La priorité est de garantir la pérennité de la ressource et de l’alimentation mais aussi, bien entendu, d’améliorer la gestion des effluents. L’un des plus anciens projets de la Banque mondiale porte sur le traitement des eaux usées dans le nord de Gaza. Lancé au titre d’un programme d’urgence (a), il cherche actuellement une solution durable pour utiliser l’eau traitée à des fins d’irrigation et économiser ainsi l’eau destinée à la consommation et à d’autres usages.
Q. Qu’en est-il de la gouvernance ?
La stratégie du Service des eaux palestinien prévoit un objectif institutionnel et financier pour garantir la pérennité et la viabilité économiques. Pour Gaza, où le système de gouvernance est plutôt chancelant et où les habitants n’ont pas les moyens de payer l’eau, c’est sans doute le plus gros écueil.
Nous avons bien conscience des limites, puisque certaines questions relèvent des compétences de l’Autorité palestinienne et d’autres non. C’est le cas de l’approvisionnement en eau par Israël mais aussi de l’acheminement de matériels et d’experts à Gaza. Nous nous efforçons d’intervenir sur un plan technique pour garantir la délivrance des services. Le gouvernement israélien a fini par approuver la construction d’une ligne de transport d’électricité dédiée au fonctionnement de la station d’épuration dans le nord de Gaza, après trois ans d’attente.
Tout le monde sait que l’environnement n’a pas de frontières et donc qu’une station d’épuration profitera à toutes les parties, au risque sinon que les effluents ne s’écoulent de l’autre côté de la frontière… Les Palestiniens comme les Israéliens y gagneront. Ce projet n’est donc pas un luxe inutile.
Q. Cette crise de l’eau est-elle survenue brusquement ?
La question de l’eau est devenue particulièrement sensible il y a une quinzaine d’années, avec une accélération de la dégradation du service et de l’épuisement de la ressource. Elle a déjà poussé certains habitants à fuir Gaza. La mise en œuvre des mesures visant à sécuriser l’alimentation en eau et à améliorer sa gestion devrait permettre à la nappe phréatique de se reconstituer et de fournir à nouveau de l’eau potable. Mais si, à l’horizon 2020, ces mesures ne sont pas appliquées, si l’usine de désalinisation ne fournit pas les 55 millions de mètres cubes d’eau par an nécessaires pour se substituer aux volumes pompés et si les stations d’épuration ne sont construites, alors le processus sera irréversible.
Q. Qu’en est-il dans le reste de la Palestine ?

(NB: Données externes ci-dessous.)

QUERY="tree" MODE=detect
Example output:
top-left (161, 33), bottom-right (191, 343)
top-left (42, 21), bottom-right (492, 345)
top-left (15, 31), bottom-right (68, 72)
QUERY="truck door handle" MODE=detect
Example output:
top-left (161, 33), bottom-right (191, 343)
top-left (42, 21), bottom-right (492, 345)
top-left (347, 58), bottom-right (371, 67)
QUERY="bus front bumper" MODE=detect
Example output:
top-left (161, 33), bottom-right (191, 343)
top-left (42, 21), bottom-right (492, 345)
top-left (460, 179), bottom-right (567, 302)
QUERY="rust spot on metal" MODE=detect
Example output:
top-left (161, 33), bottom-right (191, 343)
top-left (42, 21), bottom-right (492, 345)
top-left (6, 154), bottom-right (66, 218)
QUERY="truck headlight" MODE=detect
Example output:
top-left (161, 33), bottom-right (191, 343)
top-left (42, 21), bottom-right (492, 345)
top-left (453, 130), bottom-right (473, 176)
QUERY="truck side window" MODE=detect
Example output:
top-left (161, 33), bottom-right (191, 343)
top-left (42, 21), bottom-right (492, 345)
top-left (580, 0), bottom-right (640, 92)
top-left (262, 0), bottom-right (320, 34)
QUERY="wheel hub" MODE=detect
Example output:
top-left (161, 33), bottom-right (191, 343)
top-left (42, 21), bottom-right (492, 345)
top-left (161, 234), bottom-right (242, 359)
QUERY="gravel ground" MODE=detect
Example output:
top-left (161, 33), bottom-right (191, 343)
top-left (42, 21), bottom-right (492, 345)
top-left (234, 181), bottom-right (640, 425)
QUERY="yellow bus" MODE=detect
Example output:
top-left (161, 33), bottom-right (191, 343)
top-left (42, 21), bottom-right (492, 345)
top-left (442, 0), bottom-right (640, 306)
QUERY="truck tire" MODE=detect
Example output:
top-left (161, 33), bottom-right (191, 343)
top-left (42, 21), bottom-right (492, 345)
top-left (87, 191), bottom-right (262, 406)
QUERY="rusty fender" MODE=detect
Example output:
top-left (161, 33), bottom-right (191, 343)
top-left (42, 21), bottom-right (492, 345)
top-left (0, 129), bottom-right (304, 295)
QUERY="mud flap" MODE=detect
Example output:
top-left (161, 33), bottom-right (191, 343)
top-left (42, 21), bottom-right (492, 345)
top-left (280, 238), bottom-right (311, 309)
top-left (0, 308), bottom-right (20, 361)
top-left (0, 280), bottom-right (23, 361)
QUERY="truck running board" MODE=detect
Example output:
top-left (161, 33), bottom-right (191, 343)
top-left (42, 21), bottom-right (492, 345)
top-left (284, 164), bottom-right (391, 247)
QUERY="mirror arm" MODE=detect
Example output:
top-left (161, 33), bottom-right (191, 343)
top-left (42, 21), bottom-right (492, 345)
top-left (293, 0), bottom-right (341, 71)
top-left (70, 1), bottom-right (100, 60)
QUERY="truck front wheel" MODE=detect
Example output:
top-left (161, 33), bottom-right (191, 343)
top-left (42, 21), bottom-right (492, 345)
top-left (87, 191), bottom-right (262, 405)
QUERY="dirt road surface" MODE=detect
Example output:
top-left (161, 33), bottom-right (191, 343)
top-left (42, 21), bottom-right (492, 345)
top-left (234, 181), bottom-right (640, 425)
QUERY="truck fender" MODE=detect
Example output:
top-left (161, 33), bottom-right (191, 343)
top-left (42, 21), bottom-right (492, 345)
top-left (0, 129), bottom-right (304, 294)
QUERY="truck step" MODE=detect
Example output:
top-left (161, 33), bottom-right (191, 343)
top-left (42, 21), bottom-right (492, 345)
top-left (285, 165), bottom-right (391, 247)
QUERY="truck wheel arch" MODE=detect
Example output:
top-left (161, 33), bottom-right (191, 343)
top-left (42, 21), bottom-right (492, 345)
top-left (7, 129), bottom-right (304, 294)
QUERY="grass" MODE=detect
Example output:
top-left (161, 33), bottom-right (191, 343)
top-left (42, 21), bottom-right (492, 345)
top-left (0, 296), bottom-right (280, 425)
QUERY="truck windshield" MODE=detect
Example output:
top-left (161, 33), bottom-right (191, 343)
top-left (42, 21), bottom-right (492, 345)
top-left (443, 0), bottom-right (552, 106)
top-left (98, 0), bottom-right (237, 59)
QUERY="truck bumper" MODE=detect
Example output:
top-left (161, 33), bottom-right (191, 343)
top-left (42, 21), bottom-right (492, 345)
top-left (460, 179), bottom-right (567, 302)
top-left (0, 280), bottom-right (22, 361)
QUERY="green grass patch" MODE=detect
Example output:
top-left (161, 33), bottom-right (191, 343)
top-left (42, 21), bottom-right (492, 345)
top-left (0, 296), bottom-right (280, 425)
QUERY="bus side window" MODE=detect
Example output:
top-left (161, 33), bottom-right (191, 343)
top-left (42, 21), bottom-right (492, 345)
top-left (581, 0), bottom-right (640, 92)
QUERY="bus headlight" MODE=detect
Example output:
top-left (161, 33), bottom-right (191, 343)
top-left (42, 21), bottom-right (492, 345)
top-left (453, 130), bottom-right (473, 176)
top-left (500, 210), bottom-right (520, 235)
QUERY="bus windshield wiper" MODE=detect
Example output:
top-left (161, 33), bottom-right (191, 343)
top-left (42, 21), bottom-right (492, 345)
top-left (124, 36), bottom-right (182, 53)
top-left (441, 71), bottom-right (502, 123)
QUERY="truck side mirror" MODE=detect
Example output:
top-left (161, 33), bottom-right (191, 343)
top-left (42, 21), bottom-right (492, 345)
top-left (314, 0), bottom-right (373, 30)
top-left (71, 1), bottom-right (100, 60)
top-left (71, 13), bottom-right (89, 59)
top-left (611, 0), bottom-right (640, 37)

En Cisjordanie, l’accès à l’eau est lui aussi problématique. Dans certaines zones, le fournisseur n’alimente pas suffisamment les populations qui ne consomment que 25 à 30 litres d’eau par jour quand l’Organisation mondiale de la santé recommande un niveau de 120 litres. L’opérateur est une société palestinienne mais l’essentiel des ressources sont contrôlées par Israël. La demande est particulièrement soutenue en été : à Hébron, la ville ne parvient à alimenter les habitants en eau que tous les 21 jours, nourrissant ainsi le mécontentement de la population qui rechigne à payer pour un service aussi médiocre. Quelles que soient les circonstances, les habitants de la Palestine ont, comme n’importe quel autre peuple, le droit à des services d’eau et d’assainissement adaptés.